How Local Foods Movement Affects Manufacturers
Every day, celebrity chefs such as Jamie Oliver, Alice Waters and Rick Bayless promote the local foods movement in the media, cookbooks and restaurants. They encourage local food sourcing for its more flavorful taste when picked closer to peak ripeness and increased nutrients due to shorter time spans from harvest to table.
They also espouse the reduced carbon footprints from shorter transit times and greater propensity to be safe, benefits also described by Michigan State University.
Yet despite the movement's seeming popularity in the media and through a burgeoning pool of weekly farmers markets, local foods that go directly from farmer to consumer constitute only 0.4 percent of all agricultural sales, according to the U.S. Department of Agriculture. This shows, in contrast to the foodie perspective, that consumers still buy and eat significant amounts of packaged foods and rely on supermarkets for their purchases.
But given the attention and goodwill the local foods movement generates with the media and consumers, and the perception of high quality, healthfulness and freshness its offerings enjoy, it can pay off for consumer packaged goods companies (CPGs) to embrace aspects of its profile in their products.
Some have. Consider Eden Foods, a Michigan-based organic foods company, which works with a network of more than 360 family farms nationwide to source its raw materials. In another twist on fresh foods, some companies have learned how to balance fresh and packaged elements in the processed foods they produce. They have created packaged options that are as healthy, if not more so, than fresh foods. Other firms now appeal to consumers' desire for healthful options by offering nutritionally enhanced foods.
How Manufacturers Can Participate In Local Foods Movement
Nevertheless, manufacturers can leverage lessons learned from the local foods movement. For instance, consumers seek out local produce because of its perceived taste, quality and benefits to communities and the environment. With today’s state-of-the-art technologies and packaging formats, processed and packaged foods can deliver taste and quality with flavors and nutrients that maintain their strength and integrity. And national manufacturers can also fulfill consumers’ appreciation for the social and environmental benefits that local brings. For instance, CPG firms that want to appeal to consumers who seek out local foods options can take proactive steps to tweak their marketing efforts. In a white paper, Chef Lance Avery described some of the steps firms can implement to do this, such as:
- Promoting existing relationships with local growers in marketing campaigns;
- Sourcing food locally when it makes sense; and
- Incorporating local foods concepts, from freshness to social responsibility, into new product development, rather than redeveloping existing items.
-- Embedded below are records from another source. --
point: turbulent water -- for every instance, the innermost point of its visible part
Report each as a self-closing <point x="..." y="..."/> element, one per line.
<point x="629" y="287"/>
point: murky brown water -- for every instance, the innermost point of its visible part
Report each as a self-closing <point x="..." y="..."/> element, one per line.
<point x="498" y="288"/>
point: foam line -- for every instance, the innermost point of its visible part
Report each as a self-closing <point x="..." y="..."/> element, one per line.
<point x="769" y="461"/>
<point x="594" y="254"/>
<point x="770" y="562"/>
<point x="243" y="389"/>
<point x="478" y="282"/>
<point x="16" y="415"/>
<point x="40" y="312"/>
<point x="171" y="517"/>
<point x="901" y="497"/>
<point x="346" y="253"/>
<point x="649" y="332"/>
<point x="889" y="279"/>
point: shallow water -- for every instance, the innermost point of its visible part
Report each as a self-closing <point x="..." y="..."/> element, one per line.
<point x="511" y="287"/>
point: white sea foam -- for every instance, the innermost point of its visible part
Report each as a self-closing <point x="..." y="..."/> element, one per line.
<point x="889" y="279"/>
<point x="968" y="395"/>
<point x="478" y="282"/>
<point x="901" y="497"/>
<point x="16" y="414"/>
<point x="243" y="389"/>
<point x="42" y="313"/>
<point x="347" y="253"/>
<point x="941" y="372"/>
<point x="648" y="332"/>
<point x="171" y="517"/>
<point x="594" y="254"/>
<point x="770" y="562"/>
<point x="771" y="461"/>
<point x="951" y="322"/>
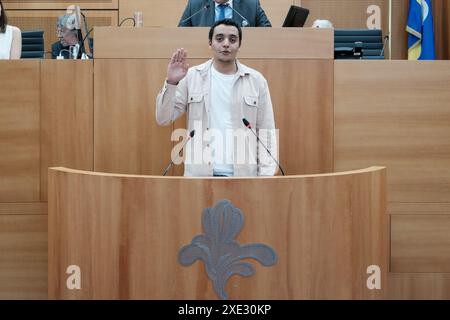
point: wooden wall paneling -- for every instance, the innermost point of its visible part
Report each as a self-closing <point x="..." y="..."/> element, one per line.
<point x="27" y="208"/>
<point x="156" y="13"/>
<point x="347" y="14"/>
<point x="420" y="243"/>
<point x="19" y="131"/>
<point x="46" y="20"/>
<point x="319" y="220"/>
<point x="167" y="13"/>
<point x="302" y="98"/>
<point x="258" y="43"/>
<point x="67" y="116"/>
<point x="396" y="114"/>
<point x="60" y="4"/>
<point x="127" y="138"/>
<point x="419" y="286"/>
<point x="23" y="258"/>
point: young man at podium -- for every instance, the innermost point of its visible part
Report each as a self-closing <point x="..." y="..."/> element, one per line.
<point x="228" y="105"/>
By focusing on the environmental and social benefits of their products, and embracing some or all of the steps enumerated above, CPG firms can deliver a message like that of the local foods movement, whose adherents are often driven by similar ideas. Even taking small steps, such as sharing the stories of their suppliers, can tap into the local foods movement concepts, because for many shoppers, a large part of the appeal lies in knowing where their food comes from.